I dumped the pouch onto the table, my other hand sliding onto my laspistol in case any of the patrons got untoward ideas. Gold coins from Krastellan, void gems from Ghosar Quintus, pearls from Tahnel, and a dozen other curios and valuables. The woman's eyes widened, and the men clustered around the other table craned their necks to get a look. She took the gold coin I offered and hefted its weight with well-practiced expertise, and my opinion of these provincials grew somewhat. They might've been surrounded by corruption and somehow trapped in an Aeldari web, but they were civilized enough to keep pushing back against the darkness.
After practically running back to the savory-smelling kitchens, she quickly made her way back with a wooden bowl of stew, a crust of bread, and an impressively large mug of frothy ale. Silver coins clattered in her hand -- my change, I supposed -- and she pantomimed and pointed upstairs. "Oh yes, I need a room," I mumbled in Gothic and downed a hefty portion of the ale, "and maybe when I wake up, I'll be back in a warm bed on a planet that makes sense." She smiled at me and nodded, pocketing a few more of the silver coins and handing the rest back to me.
The stew was surprisingly good for such a dreary land, and the ale was as strong as it was deliciously bitter. I'd had many setbacks early in life and many more after entering Onca's employ -- though none quite this bad -- and I resolved to not look a gift grox in the mouth. There were humans here, weren't there? Chaos, heresy, and the Xeno may have lurked nearby, just out of sight, but at that moment, I had good food and good drink and a sturdy roof over me.
And, as the other woman in the establishment padded her way towards me, I began to wonder if I could have something else on my wish list.
"Hawddamor," she greeted me with a smile, walking around the table to settle neatly beside me on the bench as if she simply belonged there. "Filwyr, oes?"
I arched an eyebrow at her and kept my weapons close at hand, at least for the moment. "Yes, um, soldier. Filwyr." She was short and petite, with flaxen hair streaked through with light brown and a few strands of silver. A blue skirt and thin white blouse covered a youthful-looking body, though the age betrayed by the gray in her hair was reflected in the tiny lines just beginning to collect around her eyes.
There was something about her crooked half-smile and easy confidence that drew me in. Not that I needed much attracting: her and the innkeeper were the most beautiful women I'd seen on the last four planets we'd visited. I began to wonder what other treasures this place held.
"Ymladd cyreuthliad?" She asked, her large and bright blue eyes not leaving mine as she reached over to help herself to a bite of bread.
The Elucidator clicked, "Fight. Demons?"
I shuddered, thinking of the handful of times I'd faced true warpcraft with Onca. "Yes. Oes."
Her hand lazily stroked my thigh through my fatigues and battered carapace armor.

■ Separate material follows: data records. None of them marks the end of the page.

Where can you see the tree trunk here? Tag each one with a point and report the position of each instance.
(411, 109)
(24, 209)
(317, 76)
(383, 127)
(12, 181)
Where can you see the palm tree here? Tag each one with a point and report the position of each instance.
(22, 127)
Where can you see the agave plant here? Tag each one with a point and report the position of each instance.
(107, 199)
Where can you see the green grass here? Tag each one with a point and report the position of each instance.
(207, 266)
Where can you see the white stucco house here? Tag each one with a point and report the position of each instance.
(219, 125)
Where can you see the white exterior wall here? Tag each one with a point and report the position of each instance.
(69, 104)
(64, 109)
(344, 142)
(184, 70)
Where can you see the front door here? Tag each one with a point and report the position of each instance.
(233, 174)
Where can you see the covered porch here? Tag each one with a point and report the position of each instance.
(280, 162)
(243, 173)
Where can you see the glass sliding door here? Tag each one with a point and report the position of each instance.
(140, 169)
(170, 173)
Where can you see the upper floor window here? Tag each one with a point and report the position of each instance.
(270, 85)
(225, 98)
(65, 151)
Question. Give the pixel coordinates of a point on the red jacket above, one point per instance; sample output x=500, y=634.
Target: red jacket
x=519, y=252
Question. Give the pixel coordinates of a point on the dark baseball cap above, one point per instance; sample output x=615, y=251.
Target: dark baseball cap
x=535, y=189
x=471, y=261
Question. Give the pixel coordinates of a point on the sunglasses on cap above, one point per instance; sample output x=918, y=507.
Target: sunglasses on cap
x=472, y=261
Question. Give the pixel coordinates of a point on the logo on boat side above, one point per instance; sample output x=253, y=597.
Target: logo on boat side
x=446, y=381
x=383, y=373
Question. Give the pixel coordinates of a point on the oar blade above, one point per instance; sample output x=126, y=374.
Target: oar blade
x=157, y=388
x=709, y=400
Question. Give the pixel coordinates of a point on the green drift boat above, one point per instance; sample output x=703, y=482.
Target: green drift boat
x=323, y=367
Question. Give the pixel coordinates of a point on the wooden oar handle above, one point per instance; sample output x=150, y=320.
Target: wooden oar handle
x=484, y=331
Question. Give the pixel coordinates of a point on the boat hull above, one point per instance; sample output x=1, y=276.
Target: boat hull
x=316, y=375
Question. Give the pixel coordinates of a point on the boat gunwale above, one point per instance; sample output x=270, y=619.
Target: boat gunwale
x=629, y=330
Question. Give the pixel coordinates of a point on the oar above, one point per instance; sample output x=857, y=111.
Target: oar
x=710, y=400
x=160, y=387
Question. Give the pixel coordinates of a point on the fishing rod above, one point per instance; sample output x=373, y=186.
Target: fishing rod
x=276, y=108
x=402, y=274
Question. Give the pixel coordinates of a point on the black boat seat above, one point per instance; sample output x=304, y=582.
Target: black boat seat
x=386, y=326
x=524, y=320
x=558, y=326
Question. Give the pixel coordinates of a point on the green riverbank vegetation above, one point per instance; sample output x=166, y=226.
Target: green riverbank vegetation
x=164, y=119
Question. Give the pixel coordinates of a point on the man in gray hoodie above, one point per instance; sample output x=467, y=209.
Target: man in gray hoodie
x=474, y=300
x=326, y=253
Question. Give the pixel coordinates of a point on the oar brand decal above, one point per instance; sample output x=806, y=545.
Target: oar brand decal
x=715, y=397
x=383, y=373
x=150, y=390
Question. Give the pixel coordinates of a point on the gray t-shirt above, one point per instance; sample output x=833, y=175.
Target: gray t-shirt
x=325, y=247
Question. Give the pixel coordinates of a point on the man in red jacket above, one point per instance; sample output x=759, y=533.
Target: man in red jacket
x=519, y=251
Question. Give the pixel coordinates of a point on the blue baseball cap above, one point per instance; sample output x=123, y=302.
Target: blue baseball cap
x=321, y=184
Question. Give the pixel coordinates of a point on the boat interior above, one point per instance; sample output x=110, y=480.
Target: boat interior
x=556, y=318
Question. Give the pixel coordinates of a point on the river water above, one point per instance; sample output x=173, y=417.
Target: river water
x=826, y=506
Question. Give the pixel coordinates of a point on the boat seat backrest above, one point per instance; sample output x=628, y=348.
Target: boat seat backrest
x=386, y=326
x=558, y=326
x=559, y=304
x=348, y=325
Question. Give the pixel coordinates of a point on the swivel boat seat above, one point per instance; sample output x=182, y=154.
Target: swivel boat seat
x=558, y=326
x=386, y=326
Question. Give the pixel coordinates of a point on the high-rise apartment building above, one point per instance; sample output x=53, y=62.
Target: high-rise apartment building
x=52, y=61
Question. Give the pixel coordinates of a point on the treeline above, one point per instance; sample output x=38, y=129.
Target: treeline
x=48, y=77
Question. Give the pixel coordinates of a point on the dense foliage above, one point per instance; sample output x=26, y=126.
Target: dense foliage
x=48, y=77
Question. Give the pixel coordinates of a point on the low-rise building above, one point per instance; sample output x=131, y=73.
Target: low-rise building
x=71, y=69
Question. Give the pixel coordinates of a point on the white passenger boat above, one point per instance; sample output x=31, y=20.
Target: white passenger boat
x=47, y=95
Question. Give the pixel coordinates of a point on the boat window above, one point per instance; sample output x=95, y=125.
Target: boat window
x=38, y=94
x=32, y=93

When had that gotten there? I didn't mind, of course. "Rwy'n ymddiried ynoch chi, felly."
"Trust. You. Remainder unknown."
One of the men at the other table guffawed loudly and pointed none-too-subtly at my newest lady friend, but she skewered him with a withering glare before I had the chance to do anything. He quickly returned to their hushed conversation, and my companion brought her beautiful face back to look into mine. "It's nice someone trusts me here," I murmured in Gothic. "Diolch." I thanked her, not really able to think of anything else to say with the ale flooding into my head.
"Unig?" She asked, a business-like seriousness hardening her eyes, even though the coy smile and gently rubbing hand remained.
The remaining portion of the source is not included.